Scarlett was everything he’d expected from a Socorro operative, but at the same time nothing like he’d imagined. She’d read through the investigation file without so much as a change in expression, which made King wonder what horrors she’d seen to make this case seem like basic training. The woman hadn’t slowed down for a minute, charging through page after page. Photo after photo. Hadn’t even stopped to eat. She was dedicated. He’d give her that. Either that, or a straight up workaholic.

“Checking your watch,” she went on. “Either you’ve got some place to be, or I’m not living up to your ideals of a good partner.”

“School pickup.” He shoved to stand.

The conference room they’d taken over looked like the aftermath of a back to school warehouse sale. Note cards, highlighters, reports discarded across the oversize table. Felt like he was back in college cramming for an exam in a class he hadn’t shown up to all semester.

Drug cases were simple. The crap they pulled off of street corners could be traced. Find the exact combination of poison and trace it back to a dealer. Force the dealer to flip on the supplier, then do it over and over again until there wasn’t anyone left. The cartel would fall the same way, but homicide?

Ivy Bardot had been right.

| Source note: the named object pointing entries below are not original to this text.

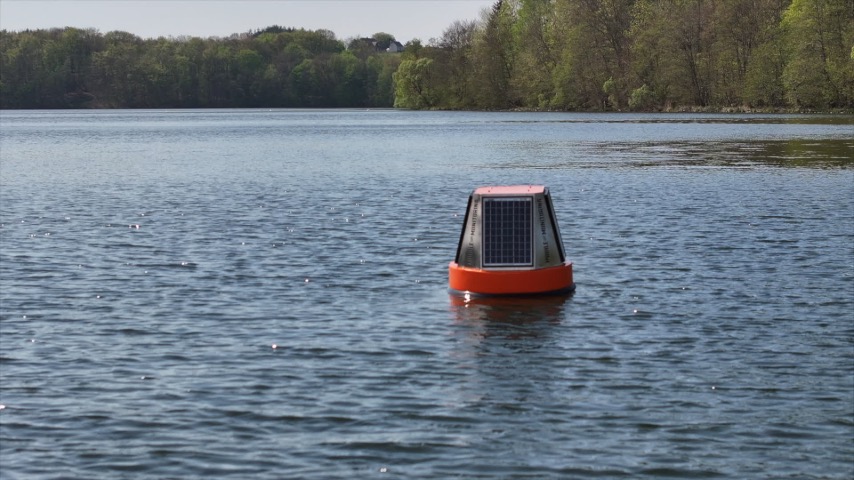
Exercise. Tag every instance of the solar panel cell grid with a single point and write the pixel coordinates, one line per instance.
(507, 232)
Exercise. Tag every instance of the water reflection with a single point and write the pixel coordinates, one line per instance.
(800, 153)
(511, 318)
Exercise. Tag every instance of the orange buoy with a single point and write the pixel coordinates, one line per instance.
(510, 244)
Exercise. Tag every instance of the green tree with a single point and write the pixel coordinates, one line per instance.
(413, 84)
(818, 72)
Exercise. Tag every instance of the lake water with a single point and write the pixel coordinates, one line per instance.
(263, 294)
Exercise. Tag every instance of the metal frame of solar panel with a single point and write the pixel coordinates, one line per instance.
(507, 232)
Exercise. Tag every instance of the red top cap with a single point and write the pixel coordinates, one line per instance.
(511, 190)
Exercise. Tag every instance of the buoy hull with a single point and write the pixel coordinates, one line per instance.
(543, 281)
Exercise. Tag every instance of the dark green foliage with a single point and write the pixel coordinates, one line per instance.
(273, 67)
(642, 55)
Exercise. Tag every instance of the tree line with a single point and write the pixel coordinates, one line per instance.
(274, 67)
(639, 55)
(579, 55)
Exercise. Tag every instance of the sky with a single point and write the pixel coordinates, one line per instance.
(405, 19)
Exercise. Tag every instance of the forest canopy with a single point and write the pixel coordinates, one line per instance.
(580, 55)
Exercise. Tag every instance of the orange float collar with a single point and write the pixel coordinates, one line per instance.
(552, 280)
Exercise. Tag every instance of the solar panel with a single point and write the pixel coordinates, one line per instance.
(507, 231)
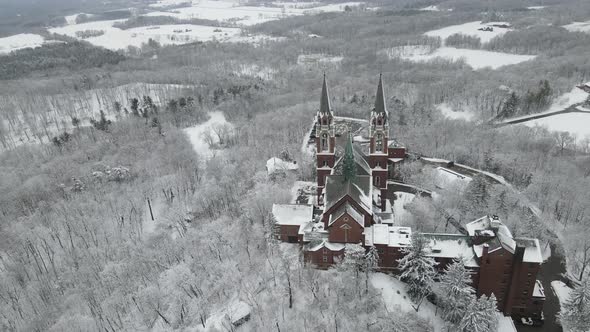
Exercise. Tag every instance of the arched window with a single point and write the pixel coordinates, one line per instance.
(379, 143)
(324, 142)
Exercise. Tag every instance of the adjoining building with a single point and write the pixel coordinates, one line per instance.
(354, 207)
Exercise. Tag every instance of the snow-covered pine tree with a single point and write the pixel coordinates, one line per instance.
(575, 313)
(480, 315)
(417, 269)
(456, 293)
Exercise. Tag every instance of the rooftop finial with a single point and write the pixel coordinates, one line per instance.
(380, 107)
(325, 107)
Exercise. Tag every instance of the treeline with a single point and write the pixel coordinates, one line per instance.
(72, 56)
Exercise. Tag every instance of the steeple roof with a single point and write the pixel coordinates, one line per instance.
(380, 107)
(325, 107)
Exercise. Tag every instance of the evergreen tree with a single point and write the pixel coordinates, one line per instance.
(480, 316)
(349, 169)
(510, 106)
(575, 313)
(417, 269)
(456, 291)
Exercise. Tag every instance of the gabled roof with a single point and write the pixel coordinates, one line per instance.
(347, 208)
(362, 168)
(359, 189)
(292, 214)
(380, 108)
(325, 107)
(452, 246)
(532, 251)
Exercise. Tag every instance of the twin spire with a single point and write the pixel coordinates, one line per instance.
(380, 108)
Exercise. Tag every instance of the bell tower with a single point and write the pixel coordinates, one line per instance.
(379, 136)
(325, 141)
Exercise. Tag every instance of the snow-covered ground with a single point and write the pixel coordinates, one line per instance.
(233, 11)
(85, 105)
(20, 41)
(566, 100)
(449, 113)
(471, 29)
(476, 59)
(575, 123)
(174, 34)
(167, 3)
(197, 133)
(400, 214)
(396, 298)
(578, 26)
(318, 59)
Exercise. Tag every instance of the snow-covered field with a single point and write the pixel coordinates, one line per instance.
(476, 59)
(318, 59)
(233, 11)
(575, 123)
(196, 134)
(471, 29)
(396, 298)
(173, 34)
(566, 100)
(20, 41)
(60, 108)
(578, 26)
(400, 214)
(449, 113)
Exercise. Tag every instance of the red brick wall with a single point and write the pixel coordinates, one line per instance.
(317, 257)
(338, 235)
(495, 275)
(397, 152)
(288, 230)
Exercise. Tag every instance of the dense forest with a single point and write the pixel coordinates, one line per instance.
(83, 253)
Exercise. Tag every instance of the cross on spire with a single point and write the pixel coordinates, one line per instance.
(349, 169)
(325, 107)
(380, 107)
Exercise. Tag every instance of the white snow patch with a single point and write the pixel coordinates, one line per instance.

He didn’t know how to do this.

King grabbed his jacket from the back of his chair. “If I leave now, I’ll only be five minutes late. Which is better than my fifteen to thirty minutes late most days.”

Scarlett shoved straight out of her chair and stretched. Her shirt slipped free from the front of her cargo pants as she reached overhead. A dark line cut across her abdomen. Jagged. As wide as a pencil eraser, but before King had a chance to follow it to the end, she was pushing her chair back under the table. “I’ll drive you.”

“Not sure if you know this, but DEA agents are trained and licensed to operate motor vehicles,” he said.

“Did you forget I’m the one who brought you out here?” Scarlett gathered the file spread across the table back into a single stack, crisscrossed in sections for easy access.

Oh, hell. He’d left his SUV back at the morgue. And he didn’t have time to get it. King threaded his arms into his jacket. “Yes. Yes, I did.”

“Then let’s go. I just have to make a quick stop.” Her smile flashed wide, and an instant jolt shifted in his gut. There was something light and genuine about that smile that didn’t make sense in their line of work. Something she should’ve lost a long time ago.